April 06, 2018

Here's a cool new thing

I don't know about you, but I need a palate cleanser to take this Facebook taste out of my mouth for a minute, and I think that I may have found it.

First, some background: I am a life-long Sci Fi fan. And when I say that, I don't just mean that I love Star Trek and Star Wars and other mass-market fare. I do love those things, but they're not what hooked me on Sci Fi. No, sir/ma'am/other, I started with the hard stuff: Asimov's Robot stories, Arthur C. Clarke's Childhood End and 2001: A Space Odyssey (and, yes, I read the book long before I ever saw the movie). Sci Fi concepts like subvocal interfaces are old hat, for me.

Which is probably why this story caught my eye, from The Guardian:
Researchers have created a wearable device that can read people’s minds when they use an internal voice, allowing them to control devices and ask queries without speaking.
The device, called AlterEgo, can transcribe words that wearers verbalise internally but do not say out loud, using electrodes attached to the skin.
“Our idea was: could we have a computing platform that’s more internal, that melds human and machine in some ways and that feels like an internal extension of our own cognition?” said Arnav Kapur, who led the development of the system at MIT’s Media Lab.
[...]
It is worn around the jaw and chin, clipped over the top of the ear to hold it in place. Four electrodes under the white plastic device make contact with the skin and pick up the subtle neuromuscular signals that are triggered when a person verbalises internally. When someone says words inside their head, artificial intelligence within the device can match particular signals to particular words, feeding them into a computer.
[...]
The eventual goal is to make interfacing with AI assistants such as Google’s Assistant, Amazon’s Alexa or Apple’s Siri less embarrassing and more intimate, allowing people to communicate with them in a manner that appears to be silent to the outside world – a system that sounds like science fiction but appears entirely possible.
MIND. BLOWN.

Yes, this is a real photo of the thing.
This is literally something right out of a Sci Fi story, and it's already in the prototype stage.
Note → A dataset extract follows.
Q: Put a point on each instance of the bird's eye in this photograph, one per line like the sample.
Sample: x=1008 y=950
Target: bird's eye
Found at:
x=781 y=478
And, yes, it looks really, really dorky right now, but with a few more years, and a little more polish, I can see this being something that people actually use. I'm a verbalizer, and as someone who's found himself literally talking to himself in public more than once, the ability to do that silently, and have my device capture my stream-of-consciousness ramblings for later perusal, is a very exciting prospect.

There you go; something to be excited about, rather than just angry. You're welcome.